The decision to arm security guards and add other safety measures is part of “a tremendous amount of work that has been underway for several years” to improve security for staff, patients and visitors, Berini said. Other measures include signs throughout the medical center stating that aggressive behavior will not be tolerated and staffers who are trained in de-escalation of potentially violent situations.

The new signs hung around the center state that “Aggressive behavior toward patients, families, visitors and staff will not be tolerated,” listening examples that include abusive language, profanity, verbal or physical sexual advances and threats. According to the signs, security will be called if offenders don’t heed an initial warning.

Some staff members have been trained in de-escalation tactics for situations where a patient or visitor is upset and may become violent, and the center is creating a behavioral response team of these members. The center is also developing a risk assessment tool to help identify patients and situations that could potentially turn violent.

According to Berini, the new training and safety measures are intended to help hospital workers distinguish between patients and visitors experiencing health-related stresses and those who are genuinely, purposely aggressive. It’s difficult, she said, because illness and medication can sometimes mean patients are not in their right mind.

Berini said the center has created a database for recording incidents related to safety concerns or violence. A manager follows up each report, and there are new efforts to provide longer-term support to affected workers.

“I think people would be surprised by some of the verbal assaults that our staff endures,” Berini said.

These new safety and security measures come in light of an increase in violence against nurses and health care workers on the job. This year, Penn State Health has seen two violent incidents, one alleged attempted rape of a nurse and one physical assault of a nurse that resulted in injuries to the nurse as well as another nurse and a security guard to came to help.

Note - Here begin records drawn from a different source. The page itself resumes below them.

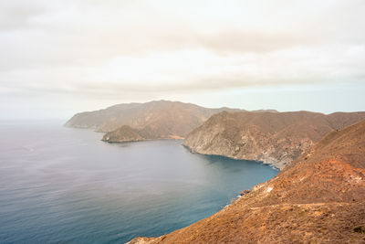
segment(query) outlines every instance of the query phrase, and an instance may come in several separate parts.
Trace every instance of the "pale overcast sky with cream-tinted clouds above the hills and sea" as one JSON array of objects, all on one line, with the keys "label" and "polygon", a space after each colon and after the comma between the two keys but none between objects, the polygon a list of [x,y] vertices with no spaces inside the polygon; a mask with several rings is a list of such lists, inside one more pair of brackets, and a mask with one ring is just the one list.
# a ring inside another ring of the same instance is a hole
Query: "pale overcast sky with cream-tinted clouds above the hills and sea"
[{"label": "pale overcast sky with cream-tinted clouds above the hills and sea", "polygon": [[0,1],[0,119],[125,102],[365,111],[363,0]]}]

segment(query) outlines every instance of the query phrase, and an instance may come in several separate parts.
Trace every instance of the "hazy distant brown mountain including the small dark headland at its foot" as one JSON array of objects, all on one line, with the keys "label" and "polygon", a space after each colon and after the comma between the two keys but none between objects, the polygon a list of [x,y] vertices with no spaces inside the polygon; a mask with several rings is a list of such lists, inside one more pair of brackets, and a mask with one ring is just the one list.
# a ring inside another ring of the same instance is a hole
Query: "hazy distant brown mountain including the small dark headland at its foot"
[{"label": "hazy distant brown mountain including the small dark headland at its foot", "polygon": [[99,111],[80,112],[65,125],[107,132],[108,134],[103,137],[107,142],[135,141],[137,138],[139,140],[182,138],[220,111],[240,110],[208,109],[180,101],[150,101],[119,104]]}]

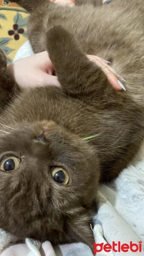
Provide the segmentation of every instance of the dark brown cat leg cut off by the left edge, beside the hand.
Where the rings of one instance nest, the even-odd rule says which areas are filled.
[[[0,113],[10,102],[16,90],[18,87],[7,72],[6,56],[0,49]]]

According to recent studies, slightly more than half of hospitals have armed security officers. The increase in armed security coincides with a 40 percent increase in violence crimes in health care settings, with more than 10,000 incidents directed at health care workers between 2012 and 2014, according to a 2016 article from Becker’s Hospital Review.

“I believe they are moving in the right direction,” said Maureen Casey, a Penn State Health nurse who is part of a committee focused on security. “They are looking to us for our input, and they are looking to make wholesale changes to protect the nurses.”

According to Berini, the medical center will be adding more security and safety measures in the next few months, including a “panic button” device that allows workers to call for help. The center also is hiring a consultant to identify technology upgrades to improve security throughout the medical center campus.